Necesitamos escuchar el maravilloso silencio que se esconde en el corazón las personas y apartar las voces descontroladas que inflaman nuestros oídos de odio, crítica, rencor, queja...
Parece que ese ruido que nos invade, busca no oír las palabras profundas de cada persona llenas de bondad y hacer estallar el grito de los demonios que desean manifestarse.
Debemos aprender a oír sin ruido, prestando la máxima atención y escuchando en lo más profundo. Aprender a oír esas historias llenas de humanidad sintiendo aquello que expresa amor y transforma la vida en alegría. Oír incluso el susurro, esa vocecilla que te orienta en tus decisiones.
Todo ello sin quitarle importancia a aprender a callar. Callar ante las voces que procuran romper la confianza, el bien hacer, la generosidad, la humildad o la bondad, escupiendo mentiras, calumnias, acusaciones y críticas con grandes altavoces que no aportan ningún valor ni enseñanza que haga crecer.

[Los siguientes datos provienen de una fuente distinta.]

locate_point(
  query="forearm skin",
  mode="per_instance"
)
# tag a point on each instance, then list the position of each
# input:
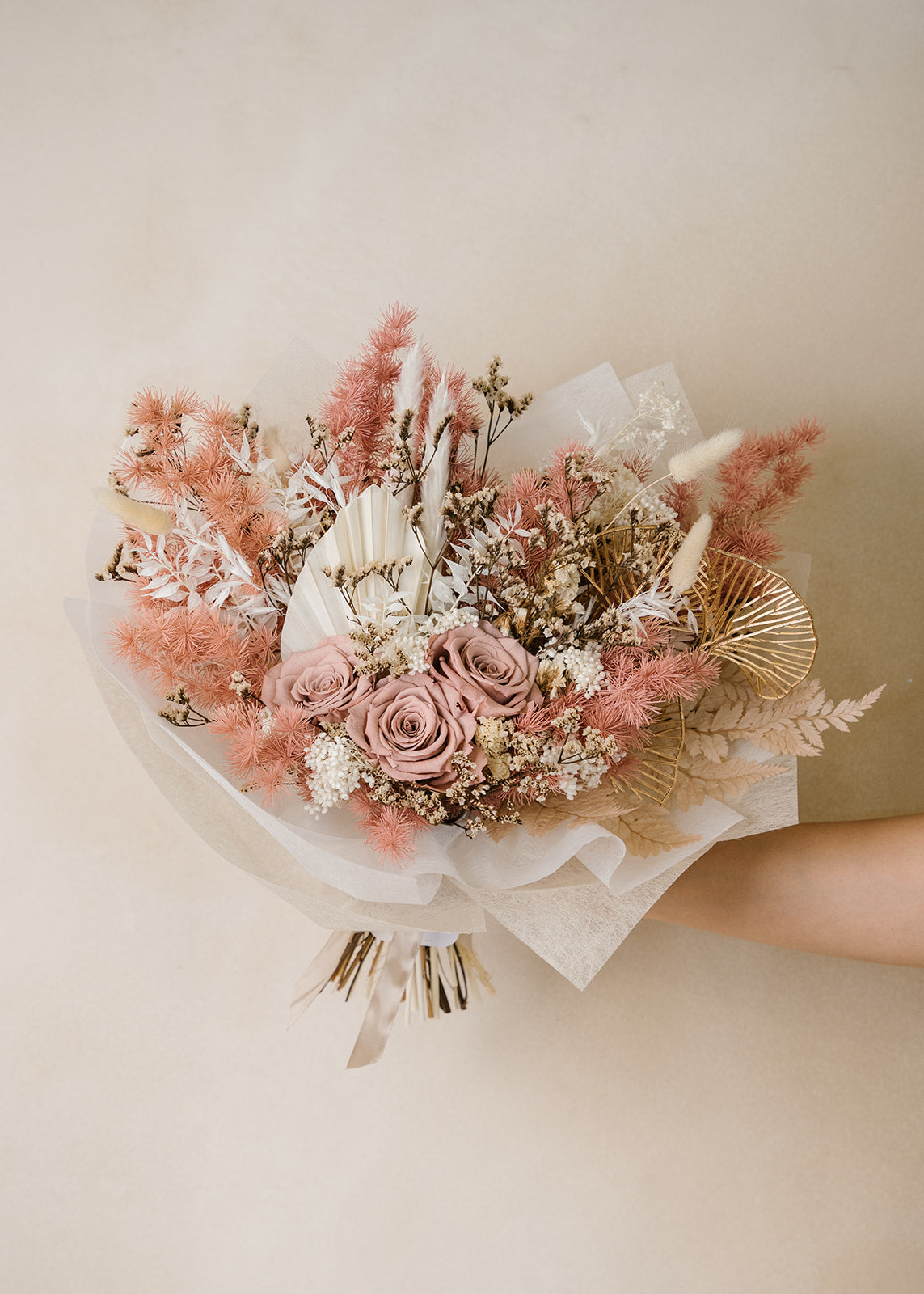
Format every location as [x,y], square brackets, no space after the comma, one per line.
[849,890]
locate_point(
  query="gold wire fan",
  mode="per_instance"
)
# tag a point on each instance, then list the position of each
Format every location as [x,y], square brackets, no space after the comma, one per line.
[751,616]
[609,577]
[656,776]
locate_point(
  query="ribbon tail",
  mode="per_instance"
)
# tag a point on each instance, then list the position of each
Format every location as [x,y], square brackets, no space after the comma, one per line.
[319,974]
[386,1000]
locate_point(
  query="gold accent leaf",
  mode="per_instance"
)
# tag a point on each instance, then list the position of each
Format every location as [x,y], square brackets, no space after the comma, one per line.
[752,616]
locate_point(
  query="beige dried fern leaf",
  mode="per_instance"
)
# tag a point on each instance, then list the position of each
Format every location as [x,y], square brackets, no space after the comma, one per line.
[699,776]
[650,831]
[791,725]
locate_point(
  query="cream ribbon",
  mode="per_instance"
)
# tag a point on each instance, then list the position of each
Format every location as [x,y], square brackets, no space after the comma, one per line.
[319,974]
[386,998]
[389,990]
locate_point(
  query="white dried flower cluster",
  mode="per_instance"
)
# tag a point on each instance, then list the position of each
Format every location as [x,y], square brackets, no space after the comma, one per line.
[337,770]
[404,653]
[196,565]
[658,417]
[452,619]
[576,774]
[577,666]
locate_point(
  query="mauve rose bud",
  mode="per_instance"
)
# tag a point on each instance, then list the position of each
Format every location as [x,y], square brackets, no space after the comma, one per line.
[323,681]
[411,728]
[495,674]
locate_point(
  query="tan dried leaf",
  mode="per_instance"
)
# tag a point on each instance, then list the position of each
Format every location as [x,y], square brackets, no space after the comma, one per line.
[650,831]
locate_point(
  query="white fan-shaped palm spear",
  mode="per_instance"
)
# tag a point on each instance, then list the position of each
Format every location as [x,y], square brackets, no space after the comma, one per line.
[437,472]
[372,528]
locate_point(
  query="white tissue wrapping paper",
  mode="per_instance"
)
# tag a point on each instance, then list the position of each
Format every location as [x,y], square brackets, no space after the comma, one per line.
[571,896]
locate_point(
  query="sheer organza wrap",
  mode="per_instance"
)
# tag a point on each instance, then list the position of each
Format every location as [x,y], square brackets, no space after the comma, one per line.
[572,896]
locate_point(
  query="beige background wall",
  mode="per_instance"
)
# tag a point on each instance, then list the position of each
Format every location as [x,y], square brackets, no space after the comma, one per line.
[732,185]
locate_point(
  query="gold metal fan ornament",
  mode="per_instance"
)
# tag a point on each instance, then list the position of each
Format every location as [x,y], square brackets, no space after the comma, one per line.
[755,619]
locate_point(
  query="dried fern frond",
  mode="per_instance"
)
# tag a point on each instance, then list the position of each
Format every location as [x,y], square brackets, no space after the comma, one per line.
[700,776]
[790,725]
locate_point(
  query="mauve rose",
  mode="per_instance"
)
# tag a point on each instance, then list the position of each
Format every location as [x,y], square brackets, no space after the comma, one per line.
[411,728]
[323,681]
[495,674]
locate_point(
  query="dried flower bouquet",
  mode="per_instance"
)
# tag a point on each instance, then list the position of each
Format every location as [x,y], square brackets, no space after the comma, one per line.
[502,676]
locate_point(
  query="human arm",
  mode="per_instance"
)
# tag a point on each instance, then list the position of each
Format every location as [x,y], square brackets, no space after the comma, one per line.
[848,890]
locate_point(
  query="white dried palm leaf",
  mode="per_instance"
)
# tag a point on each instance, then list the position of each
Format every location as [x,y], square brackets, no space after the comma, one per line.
[133,511]
[437,478]
[370,528]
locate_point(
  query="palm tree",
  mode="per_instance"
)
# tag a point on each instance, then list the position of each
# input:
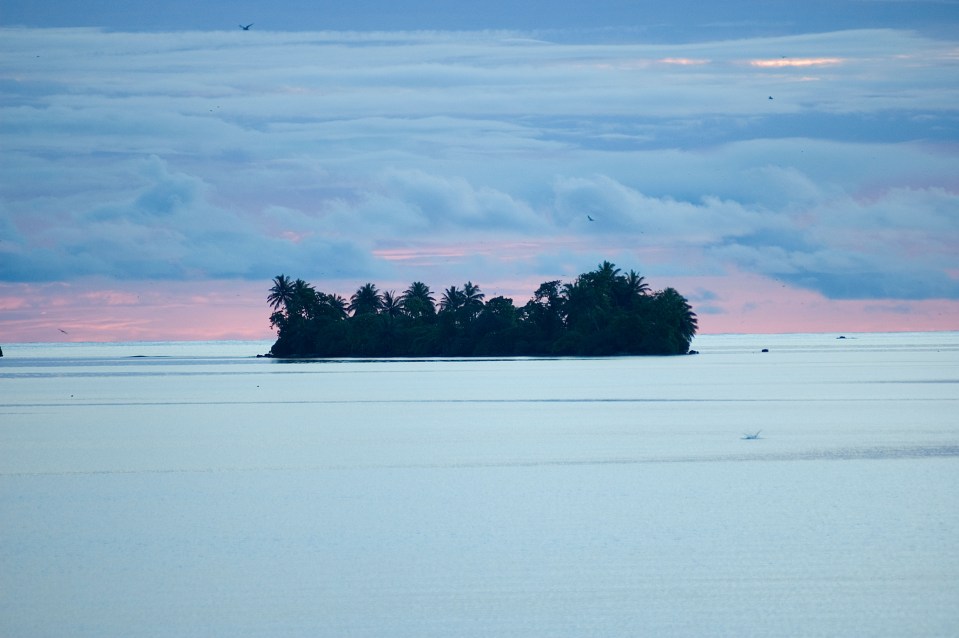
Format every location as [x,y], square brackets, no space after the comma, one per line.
[451,300]
[676,319]
[417,301]
[281,293]
[303,300]
[366,300]
[334,306]
[392,307]
[472,300]
[630,288]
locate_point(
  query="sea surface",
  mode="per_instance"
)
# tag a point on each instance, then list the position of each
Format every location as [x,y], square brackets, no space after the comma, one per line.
[192,489]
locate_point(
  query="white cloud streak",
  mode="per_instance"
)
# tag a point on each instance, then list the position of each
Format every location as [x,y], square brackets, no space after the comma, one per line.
[827,160]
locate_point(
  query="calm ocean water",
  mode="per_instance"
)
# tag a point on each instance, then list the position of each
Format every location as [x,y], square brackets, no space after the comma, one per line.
[191,489]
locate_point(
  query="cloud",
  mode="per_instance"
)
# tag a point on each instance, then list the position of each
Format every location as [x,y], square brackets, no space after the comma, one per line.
[186,156]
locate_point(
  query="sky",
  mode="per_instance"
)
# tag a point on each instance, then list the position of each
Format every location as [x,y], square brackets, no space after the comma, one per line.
[788,167]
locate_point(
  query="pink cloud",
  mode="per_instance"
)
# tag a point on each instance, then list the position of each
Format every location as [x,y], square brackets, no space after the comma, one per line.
[778,63]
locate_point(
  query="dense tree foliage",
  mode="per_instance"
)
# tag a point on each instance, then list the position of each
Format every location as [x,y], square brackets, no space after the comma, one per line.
[603,312]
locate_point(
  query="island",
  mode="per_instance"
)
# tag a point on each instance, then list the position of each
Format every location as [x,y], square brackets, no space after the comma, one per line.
[604,312]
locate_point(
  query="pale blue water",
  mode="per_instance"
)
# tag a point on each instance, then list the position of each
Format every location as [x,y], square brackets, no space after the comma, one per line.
[194,490]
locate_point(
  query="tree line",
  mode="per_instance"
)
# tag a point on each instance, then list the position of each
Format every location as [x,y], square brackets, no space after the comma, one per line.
[603,312]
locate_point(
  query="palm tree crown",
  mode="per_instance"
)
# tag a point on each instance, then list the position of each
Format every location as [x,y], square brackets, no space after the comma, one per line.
[366,300]
[281,293]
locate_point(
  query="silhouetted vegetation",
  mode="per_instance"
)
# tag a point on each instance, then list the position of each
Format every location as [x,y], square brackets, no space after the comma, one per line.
[603,312]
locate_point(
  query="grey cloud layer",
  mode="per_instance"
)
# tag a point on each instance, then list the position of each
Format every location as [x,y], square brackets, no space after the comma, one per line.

Callar todo lo que no vaya a ser más bonito y mejor que nuestro silencio. Debemos aprender a callar siendo enseñanza de prudencia ante los demás, transmitiendo serenidad, paz y confianza. Callar dejando que nuestros sentidos de la vista y el oído, permitan siempre pensar, analizar, discernir sin cuestionar, juzgar y sentenciar.
Callar todo aquello que hace daño. Callar transmitiendo simplemente con nuestro silencio, procurando la reflexión de los que hablan sin medir las palabras y se apartan de la razón, apartando todo lo tóxico.
Callar y amar con la mirada, con la escucha, con la atención, con el sentimiento que sale directamente del alma abriendo nuestro corazón.
Callar aplicando y poniendo en práctica valores y virtudes a nuestros sentidos, para que el latir de nuestro corazón inunde de luz aquellas conversaciones que solo producen oscuridad.
Terminando y volviendo al primer párrafo: si supiéramos ver, oír y callar, sabríamos analizar lo que vemos, entender lo que oímos y reflexionar sobre lo que callamos.
No olvidemos nunca que hemos recibido grandes sentidos para dar un verdadero sentido a la vida. El agradecimiento que debemos mostrar hacia ellos, nos exige utilizarlos poniendo el alma en ellos.